After 17 years working for the NHS since his relocation from India, Sidhu had been considering whether he needed to uproot his family to care for his sick father.
He brought his parents to England last year, but their visitor visas expired in April. He waited six months for a decision about their ability to stay in the UK. That has now been granted.
The doctor’s wife works for the NHS as a dentist in Sunderland.
Immigration rules were a disincentive to medical graduates to work in England’s NHS, Sidhu said. This is in contrast with the immigration systems in Canada, Australia, New Zealand,
France and Ireland which allowed dependent relatives to join health workers without the need for such visas, he added.
“We are losing people who’ve gained NHS experience and who we’ve invested in, and in many cases senior consultants and very experienced GPs,” Sidhu said.
“You are torn apart going to bed at night worrying about what we would do if we did not get permission for my parents to stay in the UK. Between us, my wife and I, we have worked for 33 years for the NHS.
“My sons were born in England; they consider themselves English. Our lives, our social circle, friends – everything we’ve worked for. We feel so disappointed.”
Royal College of Nursing (RCN) Director for England, Patricia Marquis, said ministers must do more to reduce the “disproportionate reliance” on international recruits.
Chief executive of NHS Employers, Danny Mortimer, said it was “high time for the government to commit to a fully-funded, long-term workforce plan for the NHS” to tackle “chronic workforce shortages”.
He said “relentless demand” was affecting staff due to vacancies which stood at around 110,000 – “gaps which cannot and should not be filled through international recruitment alone”.
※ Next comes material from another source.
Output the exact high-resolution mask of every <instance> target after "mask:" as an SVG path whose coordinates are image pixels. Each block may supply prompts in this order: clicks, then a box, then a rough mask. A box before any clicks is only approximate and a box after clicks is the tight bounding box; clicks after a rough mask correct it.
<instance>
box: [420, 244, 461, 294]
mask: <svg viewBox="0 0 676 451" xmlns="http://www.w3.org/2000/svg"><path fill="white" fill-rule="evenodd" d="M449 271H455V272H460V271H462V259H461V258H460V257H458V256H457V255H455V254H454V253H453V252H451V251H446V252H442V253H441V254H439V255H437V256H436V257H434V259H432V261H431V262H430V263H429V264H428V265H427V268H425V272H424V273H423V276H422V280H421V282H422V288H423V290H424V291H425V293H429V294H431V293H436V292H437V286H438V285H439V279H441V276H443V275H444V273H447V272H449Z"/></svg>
The Department of Health and Social Care (DHSC) said the annual percentage decline in EU nationals joining the health service could have been down to more rigorous language tests introduced by the Nursing and Midwifery Council (NMC).
International recruitment had “long been part of the NHS workforce strategy”, a spokesperson added, with around one in seven staff reporting as non-British.
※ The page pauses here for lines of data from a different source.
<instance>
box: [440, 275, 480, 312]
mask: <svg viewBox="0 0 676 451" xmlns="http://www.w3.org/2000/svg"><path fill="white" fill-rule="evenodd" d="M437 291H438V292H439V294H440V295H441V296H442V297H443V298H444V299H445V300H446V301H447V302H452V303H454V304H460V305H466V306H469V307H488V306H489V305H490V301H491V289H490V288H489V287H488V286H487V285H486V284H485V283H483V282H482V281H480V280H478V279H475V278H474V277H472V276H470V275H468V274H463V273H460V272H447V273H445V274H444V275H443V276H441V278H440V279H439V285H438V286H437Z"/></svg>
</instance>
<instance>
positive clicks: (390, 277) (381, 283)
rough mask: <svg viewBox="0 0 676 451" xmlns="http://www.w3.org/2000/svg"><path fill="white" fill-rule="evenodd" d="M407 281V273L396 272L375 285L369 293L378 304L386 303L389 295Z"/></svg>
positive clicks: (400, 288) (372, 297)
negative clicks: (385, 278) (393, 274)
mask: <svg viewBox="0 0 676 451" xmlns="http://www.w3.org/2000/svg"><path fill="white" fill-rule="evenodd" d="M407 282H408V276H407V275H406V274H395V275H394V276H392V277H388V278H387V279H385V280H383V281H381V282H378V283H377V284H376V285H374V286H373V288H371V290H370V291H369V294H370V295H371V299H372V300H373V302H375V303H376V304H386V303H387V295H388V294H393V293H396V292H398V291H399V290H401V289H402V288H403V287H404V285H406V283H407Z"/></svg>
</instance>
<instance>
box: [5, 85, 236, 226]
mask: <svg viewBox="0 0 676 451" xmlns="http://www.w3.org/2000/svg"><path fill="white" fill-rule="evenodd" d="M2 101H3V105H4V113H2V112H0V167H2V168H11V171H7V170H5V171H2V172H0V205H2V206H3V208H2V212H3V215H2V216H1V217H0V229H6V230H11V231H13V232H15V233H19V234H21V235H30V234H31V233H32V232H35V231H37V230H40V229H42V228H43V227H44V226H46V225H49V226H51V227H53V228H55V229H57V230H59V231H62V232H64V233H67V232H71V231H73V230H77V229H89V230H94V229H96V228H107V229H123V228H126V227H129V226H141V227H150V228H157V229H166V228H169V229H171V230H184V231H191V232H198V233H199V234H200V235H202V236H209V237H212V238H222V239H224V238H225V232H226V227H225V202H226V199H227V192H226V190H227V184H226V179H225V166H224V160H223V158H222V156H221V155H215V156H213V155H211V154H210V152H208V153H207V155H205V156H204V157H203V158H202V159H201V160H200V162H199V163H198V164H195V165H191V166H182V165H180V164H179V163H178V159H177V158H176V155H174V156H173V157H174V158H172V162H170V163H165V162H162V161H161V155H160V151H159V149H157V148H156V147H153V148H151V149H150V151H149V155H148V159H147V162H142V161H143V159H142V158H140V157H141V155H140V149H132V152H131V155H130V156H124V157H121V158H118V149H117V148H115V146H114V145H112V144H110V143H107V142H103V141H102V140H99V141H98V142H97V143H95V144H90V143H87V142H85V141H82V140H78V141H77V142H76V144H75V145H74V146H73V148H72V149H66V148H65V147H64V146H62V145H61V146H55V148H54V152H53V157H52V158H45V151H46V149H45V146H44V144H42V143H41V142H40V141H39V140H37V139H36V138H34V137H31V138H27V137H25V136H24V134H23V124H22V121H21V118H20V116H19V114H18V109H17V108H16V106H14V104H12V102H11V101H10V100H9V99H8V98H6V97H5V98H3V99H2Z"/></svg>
The DHSC also “rejected the assertion that immigration restrictions were a key reason for healthcare staff leaving the UK”.
There was “no obligation on healthcare professionals to apply for [Indefinite Leave to Remain] and they could, under the new Points-Based System, remain in the UK on a Health and Care Visa which was a key promise of the government’s manifesto”, the department said.
It added: “The government is committed to ensuring that the number of medical school places is in line with England’s workforce requirements.
“The government has funded an additional 1,500 undergraduate medical school places each year for domestic students in England – a 25 per cent increase over three years – and there are record numbers of medical students in training.”